RIPPLE EFFECT

“Deaths of despair” are killing America’s white working class

Income inequality has fueled much of the political debate in the US over the past year. The presidential campaigns of Bernie Sanders and Donald Trump in particular have capitalized on the dissatisfaction of white working-class Americans—defined here, broadly speaking, as men and women with less than a college degree.

It’s well established that working-class Americans of all races have borne the brunt of the economic slowdown that the US has experienced since the late 1970s. But in 2015, an economic study I co-authored with Angus Deaton found that white working-class Americans are also increasingly dying from suicide, alcohol and drugs. Their physical and mental distress may be creating a less obvious, yet powerful, wind in the sails of Trump and Sanders this political season.

The economic disadvantages experienced by less-educated people are clear. The Bureau of Labor Statistics reports that median wages for people with at least a college degree were 80% higher than those with a high school degree in 2014. Private-industry workers with incomes in the top 25% were twice as likely to have access to a retirement plan—and nearly three times as likely to have health benefits—as workers in the bottom 25%.

Differences in education are also associated with marked differences in mortality. For half a century, the mortality rates of white middle-aged Americans (people between ages 45-54) fell by about 2% a year. But starting in the late 1990s, their mortality rates began to rise. Mortality rates in this group have continued to increase through 2014, driven primarily by the deaths of men and women with a high school degree or less.

The biggest factors behind the uptick in mortality among white middle-aged Americans are so-called “deaths of despair”: deaths by suicide, accidental drug overdose, alcoholic liver disease and cirrhosis. Increases in deaths of despair have been large enough to outweigh the progress made in reducing mortality rates from cancer and heart disease, the two biggest killers of middle-aged people.

Rates of death by drug overdose and suicide rose for all white middle-aged people, regardless of education. But the increases were particularly high for those whose education stopped at or before graduating high school.

In 1999, for example, people in this group died from accidental drug and alcohol poisonings at four times the rate of Americans with a bachelor’s degree or more. By 2013, they were dying at seven times the rate of their better-educated peers. In 2013, they also committed suicide at more than twice the rate of people with more education, and died from alcoholic liver disease and cirrhosis at five times the rate of those with a college degree.

Is there a link between the economic decline of the working class and increasing deaths from alcohol, drugs and suicide?

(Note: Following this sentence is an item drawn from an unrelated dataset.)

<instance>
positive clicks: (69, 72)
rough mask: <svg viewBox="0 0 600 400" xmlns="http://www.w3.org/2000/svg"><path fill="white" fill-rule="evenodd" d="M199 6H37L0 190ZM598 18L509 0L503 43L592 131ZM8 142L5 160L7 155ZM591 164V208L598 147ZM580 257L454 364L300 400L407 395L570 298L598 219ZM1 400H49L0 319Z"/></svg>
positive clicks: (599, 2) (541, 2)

And does rising economic inequality play a role in the increasing disparity among those who die from deaths of despair? At this point, we can only speculate.

However, it’s worth noting that while lower-skilled jobs have also declined in European nations, these countries have not experienced a parallel rise in deaths among middle-aged people. European countries have better social safety nets than the US, and workers with less education may be better protected by European social policies.

European countries have also been more reluctant than the US to embrace prescribing potentially addictive painkillers. In the US, meanwhile, drug policy and social policy are driven by a new kind of golden rule: he who has the gold makes the rules.

As the gold becomes more highly concentrated among the wealthiest US citizens, policies that protect the working class have become harder to pass. Trump and Sanders have very different ideas about what helping lower-income Americans might look like. But it’s clear that many white Americans in that demographic feel that they are in crisis—and that the candidates, seeking to harness what is a substantial voting bloc heading into 2016, are shaping their campaign platforms around an audience that feels increasingly invisible.